Brazilian Archipelago Reopens Only To Tourists Who Have Already Had COVID

Brazil rebuilds its tourism industry with new safety measures.

As countries reopen their doors to tourists, each has taken on their precautions to mitigate the risks of spreading the coronavirus. Some have opted to ban visitors from individual nations. Others require proof of negative COVID tests or enforce a mandatory quarantine upon arrival.

But now, Fernando de Noronha, an archipelago off the coast of Brazil in the state of Pernambuco, has implemented a new protocol unseen anywhere else in the world: To enter, tourists must prove that they have already had COVID-19.

According to Insider, an announcement on the Pernambuco government website states that Fernando de Noronha, a national park and UNESCO World Heritage site, will only allow “tourists who have been diagnosed with COVID-19 and are already cured.”

Escape one Brazilian miles deep into a space of beauty

To visit the archipelago, travelers will have to submit one of two tests taken more than 20 days before their arrival. — a positive PCR virus test or a positive serology test, also known as an antibody test.

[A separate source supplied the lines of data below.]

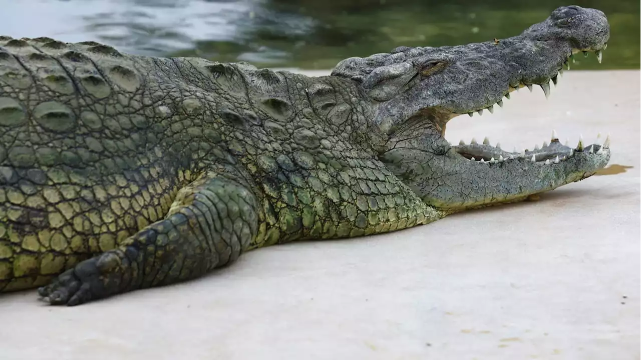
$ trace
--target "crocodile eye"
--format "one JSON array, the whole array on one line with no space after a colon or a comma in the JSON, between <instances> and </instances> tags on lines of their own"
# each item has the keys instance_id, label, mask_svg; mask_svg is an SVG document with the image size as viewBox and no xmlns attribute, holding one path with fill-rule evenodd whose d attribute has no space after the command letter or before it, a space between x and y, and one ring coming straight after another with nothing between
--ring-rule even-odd
<instances>
[{"instance_id":1,"label":"crocodile eye","mask_svg":"<svg viewBox=\"0 0 641 360\"><path fill-rule=\"evenodd\" d=\"M579 8L574 5L562 6L552 13L552 19L556 20L557 26L567 26L573 20L572 17L579 13Z\"/></svg>"},{"instance_id":2,"label":"crocodile eye","mask_svg":"<svg viewBox=\"0 0 641 360\"><path fill-rule=\"evenodd\" d=\"M442 60L433 60L423 65L420 69L420 74L423 76L429 76L445 69L447 65Z\"/></svg>"}]
</instances>

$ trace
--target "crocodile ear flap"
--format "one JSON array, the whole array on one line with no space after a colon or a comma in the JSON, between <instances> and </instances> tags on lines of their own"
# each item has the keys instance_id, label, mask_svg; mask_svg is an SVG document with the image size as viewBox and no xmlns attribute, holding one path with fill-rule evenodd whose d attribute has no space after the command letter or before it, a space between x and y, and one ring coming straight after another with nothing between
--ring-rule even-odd
<instances>
[{"instance_id":1,"label":"crocodile ear flap","mask_svg":"<svg viewBox=\"0 0 641 360\"><path fill-rule=\"evenodd\" d=\"M417 72L416 68L407 62L381 66L365 76L362 86L374 100L386 101L398 94Z\"/></svg>"}]
</instances>

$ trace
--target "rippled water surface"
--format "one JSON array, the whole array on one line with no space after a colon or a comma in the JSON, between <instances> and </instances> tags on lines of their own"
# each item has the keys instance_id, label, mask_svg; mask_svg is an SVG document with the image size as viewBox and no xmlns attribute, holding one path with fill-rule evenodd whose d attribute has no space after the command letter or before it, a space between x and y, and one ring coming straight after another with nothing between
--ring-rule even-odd
<instances>
[{"instance_id":1,"label":"rippled water surface","mask_svg":"<svg viewBox=\"0 0 641 360\"><path fill-rule=\"evenodd\" d=\"M574 67L641 68L641 1L574 3L604 11L612 26L603 64L591 56L578 58ZM0 35L99 41L135 54L329 69L349 56L401 45L456 45L513 36L567 4L557 0L0 0Z\"/></svg>"}]
</instances>

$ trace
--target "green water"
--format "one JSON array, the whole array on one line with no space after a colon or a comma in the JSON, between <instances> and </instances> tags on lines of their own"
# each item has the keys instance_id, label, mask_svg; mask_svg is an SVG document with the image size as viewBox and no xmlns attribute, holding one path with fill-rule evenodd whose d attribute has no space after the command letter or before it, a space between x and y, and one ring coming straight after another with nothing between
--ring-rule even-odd
<instances>
[{"instance_id":1,"label":"green water","mask_svg":"<svg viewBox=\"0 0 641 360\"><path fill-rule=\"evenodd\" d=\"M447 3L447 4L445 4ZM388 52L399 45L440 46L513 36L544 20L564 1L272 0L247 16L233 43L198 42L176 52L233 61L243 53L263 50L263 66L324 69L349 56ZM603 63L577 57L573 69L641 68L641 0L578 1L606 13L611 38ZM283 19L312 19L294 31Z\"/></svg>"},{"instance_id":2,"label":"green water","mask_svg":"<svg viewBox=\"0 0 641 360\"><path fill-rule=\"evenodd\" d=\"M1 5L0 35L94 40L135 54L199 56L257 66L332 68L400 45L440 46L516 35L563 0L21 0ZM608 16L599 65L641 68L641 0L583 0Z\"/></svg>"}]
</instances>

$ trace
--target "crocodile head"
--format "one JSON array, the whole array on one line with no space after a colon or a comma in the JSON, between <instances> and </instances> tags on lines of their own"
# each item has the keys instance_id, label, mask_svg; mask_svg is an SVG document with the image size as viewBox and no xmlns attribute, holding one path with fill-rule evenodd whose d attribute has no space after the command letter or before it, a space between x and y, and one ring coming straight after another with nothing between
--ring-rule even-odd
<instances>
[{"instance_id":1,"label":"crocodile head","mask_svg":"<svg viewBox=\"0 0 641 360\"><path fill-rule=\"evenodd\" d=\"M399 47L343 60L333 75L356 81L371 104L374 124L387 136L381 160L424 201L456 211L521 200L607 164L609 140L570 148L553 134L541 149L509 152L487 142L452 146L444 136L452 118L492 112L519 88L540 86L549 95L574 54L594 52L600 62L609 37L602 12L563 6L514 37Z\"/></svg>"}]
</instances>

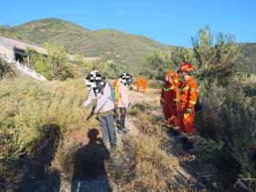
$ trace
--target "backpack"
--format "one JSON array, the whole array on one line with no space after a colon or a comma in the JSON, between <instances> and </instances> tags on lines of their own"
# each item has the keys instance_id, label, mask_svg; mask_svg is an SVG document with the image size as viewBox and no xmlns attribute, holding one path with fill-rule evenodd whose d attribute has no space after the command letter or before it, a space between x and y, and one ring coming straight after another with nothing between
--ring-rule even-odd
<instances>
[{"instance_id":1,"label":"backpack","mask_svg":"<svg viewBox=\"0 0 256 192\"><path fill-rule=\"evenodd\" d=\"M112 91L112 95L111 95L111 100L113 101L113 102L115 102L115 91L114 91L114 88L113 88L113 86L110 83L110 82L108 82L109 83L109 85L110 85L110 87L111 87L111 91Z\"/></svg>"},{"instance_id":2,"label":"backpack","mask_svg":"<svg viewBox=\"0 0 256 192\"><path fill-rule=\"evenodd\" d=\"M203 108L202 104L200 103L200 101L197 97L197 102L196 102L196 105L195 105L195 111L196 112L198 112L200 111L201 109Z\"/></svg>"}]
</instances>

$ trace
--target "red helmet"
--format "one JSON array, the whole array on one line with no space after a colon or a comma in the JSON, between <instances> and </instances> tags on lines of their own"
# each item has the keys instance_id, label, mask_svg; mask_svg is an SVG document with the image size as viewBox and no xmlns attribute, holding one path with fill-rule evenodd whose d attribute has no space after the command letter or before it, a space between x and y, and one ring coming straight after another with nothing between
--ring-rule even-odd
<instances>
[{"instance_id":1,"label":"red helmet","mask_svg":"<svg viewBox=\"0 0 256 192\"><path fill-rule=\"evenodd\" d=\"M190 72L192 70L193 67L190 63L183 63L179 68L180 72Z\"/></svg>"}]
</instances>

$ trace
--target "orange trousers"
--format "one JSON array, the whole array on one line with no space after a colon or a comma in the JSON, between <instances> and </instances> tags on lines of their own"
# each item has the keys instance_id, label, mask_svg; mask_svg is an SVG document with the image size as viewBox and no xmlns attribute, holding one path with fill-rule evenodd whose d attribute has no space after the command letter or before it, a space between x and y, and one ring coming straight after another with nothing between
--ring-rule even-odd
<instances>
[{"instance_id":1,"label":"orange trousers","mask_svg":"<svg viewBox=\"0 0 256 192\"><path fill-rule=\"evenodd\" d=\"M192 112L187 117L184 117L184 114L187 110L187 105L182 104L180 106L180 126L182 134L187 137L187 142L193 142L193 134L195 133L195 109L192 109Z\"/></svg>"},{"instance_id":2,"label":"orange trousers","mask_svg":"<svg viewBox=\"0 0 256 192\"><path fill-rule=\"evenodd\" d=\"M163 112L167 124L175 125L176 124L175 122L176 121L175 117L177 114L176 107L164 104Z\"/></svg>"}]
</instances>

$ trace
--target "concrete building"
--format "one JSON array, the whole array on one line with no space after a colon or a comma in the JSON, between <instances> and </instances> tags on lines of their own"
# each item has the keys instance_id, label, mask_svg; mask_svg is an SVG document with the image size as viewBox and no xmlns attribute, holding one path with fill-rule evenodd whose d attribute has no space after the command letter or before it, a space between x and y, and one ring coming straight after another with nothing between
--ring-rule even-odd
<instances>
[{"instance_id":1,"label":"concrete building","mask_svg":"<svg viewBox=\"0 0 256 192\"><path fill-rule=\"evenodd\" d=\"M40 46L0 35L0 54L11 59L22 61L27 48L33 48L42 55L48 55L47 49Z\"/></svg>"}]
</instances>

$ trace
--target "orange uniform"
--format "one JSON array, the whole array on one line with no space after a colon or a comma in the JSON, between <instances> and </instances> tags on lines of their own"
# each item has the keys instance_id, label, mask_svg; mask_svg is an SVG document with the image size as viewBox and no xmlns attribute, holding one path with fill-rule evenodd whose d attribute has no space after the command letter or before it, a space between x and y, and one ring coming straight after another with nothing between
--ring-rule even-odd
<instances>
[{"instance_id":1,"label":"orange uniform","mask_svg":"<svg viewBox=\"0 0 256 192\"><path fill-rule=\"evenodd\" d=\"M138 75L136 77L136 87L137 87L137 91L139 91L141 88L141 79Z\"/></svg>"},{"instance_id":2,"label":"orange uniform","mask_svg":"<svg viewBox=\"0 0 256 192\"><path fill-rule=\"evenodd\" d=\"M172 123L174 115L177 113L176 99L176 90L174 83L165 81L161 91L161 102L163 103L163 112L167 124Z\"/></svg>"},{"instance_id":3,"label":"orange uniform","mask_svg":"<svg viewBox=\"0 0 256 192\"><path fill-rule=\"evenodd\" d=\"M195 104L198 94L198 85L189 77L182 83L180 93L179 118L181 132L187 142L193 142L195 133Z\"/></svg>"},{"instance_id":4,"label":"orange uniform","mask_svg":"<svg viewBox=\"0 0 256 192\"><path fill-rule=\"evenodd\" d=\"M112 86L114 88L114 95L115 95L115 101L114 101L114 107L117 108L118 101L119 101L119 86L117 84L119 79L115 80L112 83Z\"/></svg>"},{"instance_id":5,"label":"orange uniform","mask_svg":"<svg viewBox=\"0 0 256 192\"><path fill-rule=\"evenodd\" d=\"M146 81L146 79L144 77L142 79L141 83L142 83L143 92L145 93L147 81Z\"/></svg>"},{"instance_id":6,"label":"orange uniform","mask_svg":"<svg viewBox=\"0 0 256 192\"><path fill-rule=\"evenodd\" d=\"M178 109L179 109L179 103L180 103L180 88L182 86L182 82L179 81L178 75L176 74L173 78L174 80L174 87L175 87L175 93L176 96L173 98L173 102L176 104L176 112L175 115L172 117L172 123L174 125L173 131L174 132L179 132L179 127L180 127L180 118L178 114Z\"/></svg>"}]
</instances>

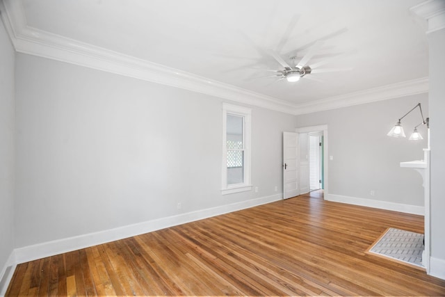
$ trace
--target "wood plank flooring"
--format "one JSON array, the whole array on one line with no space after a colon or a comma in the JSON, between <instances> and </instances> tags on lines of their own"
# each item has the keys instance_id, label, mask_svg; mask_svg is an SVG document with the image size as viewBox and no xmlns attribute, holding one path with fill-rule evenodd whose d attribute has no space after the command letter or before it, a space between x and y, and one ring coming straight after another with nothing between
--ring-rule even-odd
<instances>
[{"instance_id":1,"label":"wood plank flooring","mask_svg":"<svg viewBox=\"0 0 445 297\"><path fill-rule=\"evenodd\" d=\"M445 296L445 280L365 252L423 224L302 195L19 264L6 296Z\"/></svg>"}]
</instances>

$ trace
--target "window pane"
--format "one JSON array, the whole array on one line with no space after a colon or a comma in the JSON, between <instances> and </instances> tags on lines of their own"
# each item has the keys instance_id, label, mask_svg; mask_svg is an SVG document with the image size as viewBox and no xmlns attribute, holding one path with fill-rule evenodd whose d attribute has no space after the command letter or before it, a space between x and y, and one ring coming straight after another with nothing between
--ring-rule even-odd
<instances>
[{"instance_id":1,"label":"window pane","mask_svg":"<svg viewBox=\"0 0 445 297\"><path fill-rule=\"evenodd\" d=\"M229 155L235 156L234 163L229 166ZM238 166L239 165L239 166ZM244 152L242 150L227 151L227 184L243 184L244 182Z\"/></svg>"},{"instance_id":2,"label":"window pane","mask_svg":"<svg viewBox=\"0 0 445 297\"><path fill-rule=\"evenodd\" d=\"M243 155L244 152L242 150L227 150L227 168L231 167L243 167Z\"/></svg>"},{"instance_id":3,"label":"window pane","mask_svg":"<svg viewBox=\"0 0 445 297\"><path fill-rule=\"evenodd\" d=\"M228 150L242 150L243 144L242 116L227 115L227 146Z\"/></svg>"}]
</instances>

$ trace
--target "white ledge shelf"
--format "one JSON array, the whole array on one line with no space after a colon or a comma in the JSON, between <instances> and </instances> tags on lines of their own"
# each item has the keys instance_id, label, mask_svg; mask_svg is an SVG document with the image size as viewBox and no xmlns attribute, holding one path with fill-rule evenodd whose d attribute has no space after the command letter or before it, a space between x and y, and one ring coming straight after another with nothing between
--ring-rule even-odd
<instances>
[{"instance_id":1,"label":"white ledge shelf","mask_svg":"<svg viewBox=\"0 0 445 297\"><path fill-rule=\"evenodd\" d=\"M425 160L419 160L400 162L400 167L407 168L426 168L426 161Z\"/></svg>"}]
</instances>

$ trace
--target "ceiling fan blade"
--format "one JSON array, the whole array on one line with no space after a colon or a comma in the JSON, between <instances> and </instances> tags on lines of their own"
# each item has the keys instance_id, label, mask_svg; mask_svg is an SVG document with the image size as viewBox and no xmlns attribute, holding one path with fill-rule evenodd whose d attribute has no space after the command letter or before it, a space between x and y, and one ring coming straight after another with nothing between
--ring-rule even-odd
<instances>
[{"instance_id":1,"label":"ceiling fan blade","mask_svg":"<svg viewBox=\"0 0 445 297\"><path fill-rule=\"evenodd\" d=\"M270 51L270 55L284 68L292 69L292 67L277 53Z\"/></svg>"},{"instance_id":2,"label":"ceiling fan blade","mask_svg":"<svg viewBox=\"0 0 445 297\"><path fill-rule=\"evenodd\" d=\"M307 51L307 53L302 58L302 59L297 63L298 66L303 67L306 66L306 64L309 61L309 60L316 54L317 51L323 46L325 43L323 40L318 40L315 44L311 47Z\"/></svg>"},{"instance_id":3,"label":"ceiling fan blade","mask_svg":"<svg viewBox=\"0 0 445 297\"><path fill-rule=\"evenodd\" d=\"M276 81L272 81L270 83L268 83L268 84L267 84L267 85L266 85L266 86L270 86L270 85L272 85L272 84L273 84L273 83L277 83L277 82L278 82L278 81L282 81L283 79L284 79L284 77L280 77L280 79L277 79Z\"/></svg>"},{"instance_id":4,"label":"ceiling fan blade","mask_svg":"<svg viewBox=\"0 0 445 297\"><path fill-rule=\"evenodd\" d=\"M337 35L343 34L345 32L348 31L348 28L344 27L344 28L341 28L341 29L339 29L336 31L334 31L331 33L329 34L326 34L324 36L322 36L321 38L318 39L318 41L326 41L330 38L333 38L334 37L336 37ZM310 47L312 47L312 45L315 45L317 42L317 41L312 41L309 43L305 44L305 45L302 45L301 47L298 47L296 49L293 50L292 51L289 52L289 53L286 53L284 56L296 56L296 53L298 53L298 51L303 51Z\"/></svg>"},{"instance_id":5,"label":"ceiling fan blade","mask_svg":"<svg viewBox=\"0 0 445 297\"><path fill-rule=\"evenodd\" d=\"M277 45L277 47L275 48L275 52L280 53L282 49L283 49L283 47L284 47L284 45L286 45L286 43L287 43L287 40L289 40L289 36L291 35L292 31L293 30L296 25L297 24L297 22L298 22L299 19L300 19L300 15L294 15L293 17L292 17L292 19L291 19L289 24L287 26L287 28L286 29L286 31L284 31L284 34L283 34L283 36L282 37L281 40L280 40L278 45Z\"/></svg>"},{"instance_id":6,"label":"ceiling fan blade","mask_svg":"<svg viewBox=\"0 0 445 297\"><path fill-rule=\"evenodd\" d=\"M312 69L311 74L326 73L326 72L338 72L341 71L350 71L352 67L348 68L324 68L324 69Z\"/></svg>"},{"instance_id":7,"label":"ceiling fan blade","mask_svg":"<svg viewBox=\"0 0 445 297\"><path fill-rule=\"evenodd\" d=\"M268 75L266 77L249 77L248 79L245 79L245 81L254 81L255 79L268 79L269 77L280 77L281 75L275 74L275 75Z\"/></svg>"},{"instance_id":8,"label":"ceiling fan blade","mask_svg":"<svg viewBox=\"0 0 445 297\"><path fill-rule=\"evenodd\" d=\"M318 81L319 83L324 82L324 81L323 81L321 79L317 79L316 77L312 77L310 74L309 75L305 75L303 77L302 77L302 79L309 79L311 81Z\"/></svg>"}]
</instances>

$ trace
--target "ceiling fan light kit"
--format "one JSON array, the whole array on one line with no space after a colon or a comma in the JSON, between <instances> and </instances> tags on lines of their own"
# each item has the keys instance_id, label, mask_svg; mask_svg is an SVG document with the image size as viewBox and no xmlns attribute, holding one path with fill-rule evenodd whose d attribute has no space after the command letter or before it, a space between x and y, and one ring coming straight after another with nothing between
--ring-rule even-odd
<instances>
[{"instance_id":1,"label":"ceiling fan light kit","mask_svg":"<svg viewBox=\"0 0 445 297\"><path fill-rule=\"evenodd\" d=\"M298 81L300 77L303 77L305 75L311 73L311 67L296 67L295 68L286 68L282 72L282 77L286 78L287 81L292 83Z\"/></svg>"}]
</instances>

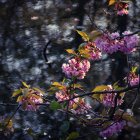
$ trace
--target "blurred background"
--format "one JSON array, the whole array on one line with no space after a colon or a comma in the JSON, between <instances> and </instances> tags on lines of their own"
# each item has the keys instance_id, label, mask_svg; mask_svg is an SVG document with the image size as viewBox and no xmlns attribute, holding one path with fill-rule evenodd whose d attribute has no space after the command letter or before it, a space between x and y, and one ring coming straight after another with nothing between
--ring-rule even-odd
<instances>
[{"instance_id":1,"label":"blurred background","mask_svg":"<svg viewBox=\"0 0 140 140\"><path fill-rule=\"evenodd\" d=\"M11 95L21 87L21 81L47 91L53 81L62 80L61 66L69 59L65 49L75 49L82 43L75 30L90 35L96 30L89 16L103 30L139 30L139 0L130 2L128 16L117 16L107 5L106 0L0 0L0 103L15 102ZM130 64L139 66L139 49L128 58ZM92 62L90 72L81 84L91 91L96 85L116 82L126 75L126 65L125 56L112 55L109 59L104 54L103 60ZM140 139L138 99L133 113L139 123L123 133L123 140ZM13 110L14 106L1 106L0 115L10 115ZM47 107L41 107L35 113L20 110L14 118L15 132L2 137L12 140L65 139L68 132L62 130L64 118L64 114L54 113ZM78 123L73 123L70 129L81 134L92 130ZM100 138L93 133L84 139Z\"/></svg>"}]
</instances>

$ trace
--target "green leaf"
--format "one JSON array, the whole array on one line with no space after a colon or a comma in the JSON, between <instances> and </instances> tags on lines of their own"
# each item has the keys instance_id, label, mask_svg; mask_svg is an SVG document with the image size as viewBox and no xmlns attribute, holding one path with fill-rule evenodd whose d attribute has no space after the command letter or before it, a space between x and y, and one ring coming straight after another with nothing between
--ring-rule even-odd
<instances>
[{"instance_id":1,"label":"green leaf","mask_svg":"<svg viewBox=\"0 0 140 140\"><path fill-rule=\"evenodd\" d=\"M83 38L84 41L89 41L89 36L85 32L82 32L79 30L76 30L76 31Z\"/></svg>"},{"instance_id":2,"label":"green leaf","mask_svg":"<svg viewBox=\"0 0 140 140\"><path fill-rule=\"evenodd\" d=\"M63 124L60 126L60 130L65 133L69 130L69 127L70 127L69 121L64 121Z\"/></svg>"},{"instance_id":3,"label":"green leaf","mask_svg":"<svg viewBox=\"0 0 140 140\"><path fill-rule=\"evenodd\" d=\"M100 85L100 86L96 86L92 92L96 92L96 91L104 91L108 86L106 85ZM101 101L102 98L103 98L103 95L102 94L94 94L92 95L93 98L95 98L96 100L98 101Z\"/></svg>"},{"instance_id":4,"label":"green leaf","mask_svg":"<svg viewBox=\"0 0 140 140\"><path fill-rule=\"evenodd\" d=\"M79 137L79 133L78 132L71 132L69 134L69 136L66 138L66 140L74 140L74 139L76 139L78 137Z\"/></svg>"},{"instance_id":5,"label":"green leaf","mask_svg":"<svg viewBox=\"0 0 140 140\"><path fill-rule=\"evenodd\" d=\"M52 101L51 104L50 104L50 108L52 110L57 110L57 109L61 108L61 105L58 102L56 102L56 101Z\"/></svg>"},{"instance_id":6,"label":"green leaf","mask_svg":"<svg viewBox=\"0 0 140 140\"><path fill-rule=\"evenodd\" d=\"M12 94L12 97L15 97L15 96L19 95L21 92L22 92L21 89L18 89L16 91L14 91L13 94Z\"/></svg>"}]
</instances>

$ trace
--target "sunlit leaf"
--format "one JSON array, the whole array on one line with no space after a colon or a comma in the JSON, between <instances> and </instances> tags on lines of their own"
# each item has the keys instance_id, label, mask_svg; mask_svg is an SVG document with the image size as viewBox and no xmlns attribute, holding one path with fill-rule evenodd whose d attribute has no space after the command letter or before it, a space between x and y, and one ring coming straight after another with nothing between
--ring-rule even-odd
<instances>
[{"instance_id":1,"label":"sunlit leaf","mask_svg":"<svg viewBox=\"0 0 140 140\"><path fill-rule=\"evenodd\" d=\"M100 85L100 86L96 86L92 92L98 92L98 91L104 91L105 89L107 89L108 86L106 85ZM93 94L92 97L98 101L101 101L103 99L103 96L102 94Z\"/></svg>"},{"instance_id":2,"label":"sunlit leaf","mask_svg":"<svg viewBox=\"0 0 140 140\"><path fill-rule=\"evenodd\" d=\"M89 36L85 32L82 32L79 30L76 30L76 31L83 38L84 41L89 41Z\"/></svg>"},{"instance_id":3,"label":"sunlit leaf","mask_svg":"<svg viewBox=\"0 0 140 140\"><path fill-rule=\"evenodd\" d=\"M70 122L69 121L64 121L62 123L62 125L60 126L60 130L62 132L67 132L69 130L69 127L70 127Z\"/></svg>"},{"instance_id":4,"label":"sunlit leaf","mask_svg":"<svg viewBox=\"0 0 140 140\"><path fill-rule=\"evenodd\" d=\"M79 137L79 133L78 132L71 132L69 134L69 136L66 138L66 140L75 140Z\"/></svg>"}]
</instances>

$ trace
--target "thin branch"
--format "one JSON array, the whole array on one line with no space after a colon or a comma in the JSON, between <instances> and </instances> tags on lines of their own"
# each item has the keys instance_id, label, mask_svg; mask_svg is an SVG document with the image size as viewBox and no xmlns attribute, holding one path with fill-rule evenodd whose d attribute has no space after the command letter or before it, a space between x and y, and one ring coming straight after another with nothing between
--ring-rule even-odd
<instances>
[{"instance_id":1,"label":"thin branch","mask_svg":"<svg viewBox=\"0 0 140 140\"><path fill-rule=\"evenodd\" d=\"M49 40L47 42L47 44L45 45L44 50L43 50L43 56L44 56L44 59L45 59L46 63L48 63L48 58L47 58L47 55L46 55L46 50L47 50L48 46L50 45L50 43L51 43L51 40Z\"/></svg>"},{"instance_id":2,"label":"thin branch","mask_svg":"<svg viewBox=\"0 0 140 140\"><path fill-rule=\"evenodd\" d=\"M70 98L68 100L60 101L59 103L70 101L70 100L73 100L73 99L79 98L79 97L93 95L93 94L109 94L109 93L117 93L117 94L119 94L119 93L122 93L122 92L127 92L127 91L130 91L130 90L133 90L133 89L137 89L137 88L138 88L138 85L136 85L136 86L130 86L130 87L127 87L127 88L124 88L124 89L121 89L121 90L89 92L89 93L84 93L84 94L80 94L80 95L74 96L74 97L72 97L72 98Z\"/></svg>"},{"instance_id":3,"label":"thin branch","mask_svg":"<svg viewBox=\"0 0 140 140\"><path fill-rule=\"evenodd\" d=\"M17 113L17 111L19 110L20 107L21 107L21 105L18 105L18 107L16 108L16 110L13 112L13 114L11 115L11 117L9 118L9 120L7 121L7 123L4 126L4 130L6 129L6 127L10 123L11 119L14 117L14 115Z\"/></svg>"}]
</instances>

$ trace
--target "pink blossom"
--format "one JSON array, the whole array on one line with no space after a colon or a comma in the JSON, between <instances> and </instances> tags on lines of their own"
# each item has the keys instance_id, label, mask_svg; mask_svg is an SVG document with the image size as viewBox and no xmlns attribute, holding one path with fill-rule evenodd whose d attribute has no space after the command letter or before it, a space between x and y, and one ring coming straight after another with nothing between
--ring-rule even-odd
<instances>
[{"instance_id":1,"label":"pink blossom","mask_svg":"<svg viewBox=\"0 0 140 140\"><path fill-rule=\"evenodd\" d=\"M86 72L90 68L90 62L86 59L80 60L79 58L73 58L68 61L68 64L62 65L62 70L67 77L76 77L77 79L84 79Z\"/></svg>"},{"instance_id":2,"label":"pink blossom","mask_svg":"<svg viewBox=\"0 0 140 140\"><path fill-rule=\"evenodd\" d=\"M100 49L95 46L94 42L88 42L85 46L85 51L89 53L89 59L91 60L99 60L102 56Z\"/></svg>"},{"instance_id":3,"label":"pink blossom","mask_svg":"<svg viewBox=\"0 0 140 140\"><path fill-rule=\"evenodd\" d=\"M139 85L140 83L140 77L135 73L130 73L128 79L131 86Z\"/></svg>"},{"instance_id":4,"label":"pink blossom","mask_svg":"<svg viewBox=\"0 0 140 140\"><path fill-rule=\"evenodd\" d=\"M101 131L100 136L103 138L111 137L113 134L121 132L125 125L126 125L126 121L124 121L124 120L113 123L112 125L110 125L106 129Z\"/></svg>"},{"instance_id":5,"label":"pink blossom","mask_svg":"<svg viewBox=\"0 0 140 140\"><path fill-rule=\"evenodd\" d=\"M76 96L77 94L74 94ZM55 93L55 97L58 101L65 101L71 98L70 94L66 90L60 90ZM88 110L91 108L90 105L85 103L85 100L82 98L75 98L69 101L69 109L74 114L85 114L88 113Z\"/></svg>"},{"instance_id":6,"label":"pink blossom","mask_svg":"<svg viewBox=\"0 0 140 140\"><path fill-rule=\"evenodd\" d=\"M127 9L122 9L117 11L117 15L128 15L128 10Z\"/></svg>"},{"instance_id":7,"label":"pink blossom","mask_svg":"<svg viewBox=\"0 0 140 140\"><path fill-rule=\"evenodd\" d=\"M127 15L128 14L128 4L124 2L119 2L115 4L115 10L117 10L117 15Z\"/></svg>"},{"instance_id":8,"label":"pink blossom","mask_svg":"<svg viewBox=\"0 0 140 140\"><path fill-rule=\"evenodd\" d=\"M22 105L24 110L36 111L39 108L37 104L43 103L42 96L42 93L29 89L26 95L21 96L21 101L19 101L19 104Z\"/></svg>"}]
</instances>

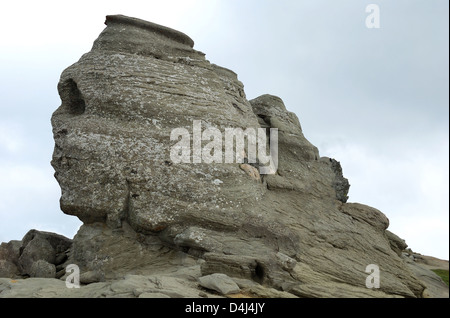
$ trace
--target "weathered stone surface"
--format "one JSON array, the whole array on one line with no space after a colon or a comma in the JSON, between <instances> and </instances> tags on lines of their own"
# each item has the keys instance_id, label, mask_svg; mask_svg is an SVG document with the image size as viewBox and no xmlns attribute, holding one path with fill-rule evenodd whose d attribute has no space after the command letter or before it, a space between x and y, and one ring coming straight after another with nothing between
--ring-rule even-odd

The Center for Disease Control and Prevention (CDC) describes the PCR test as a molecular test that shows whether you have an active coronavirus infection. In contrast, the antibody test checks whether your body has developed coronavirus-specific antibodies.

The 20-day limit means that those who have tested positive for the virus should have since recovered. It also means that the body will have had time to develop antibodies as the CDC states that “antibodies can take several days or weeks to develop after you have an infection and may stay in your blood for several weeks or more after recovery.”

For those interested in visiting Fernando de Noronha, it’s important to note the CDC also states: “at this time researchers do not know if the presence of antibodies means that you are immune to the coronavirus in the future.” Cases of reinfection have also been reported in Hong Kong, Belgium, and the Netherlands.

“You can get it again,” Florian Krammer, a vaccine scientist and virus expert at the Icahn School of Medicine at Mount Sinai in New York, told Business Insider in July.

Brazil currently has the second-worst outbreak of COVID-19 cases in the world. However, Fernando de Noronha, which initially closed to visitors in mid-March, has had 93 confirmed cases and no deaths as of August 30, according to Reuters.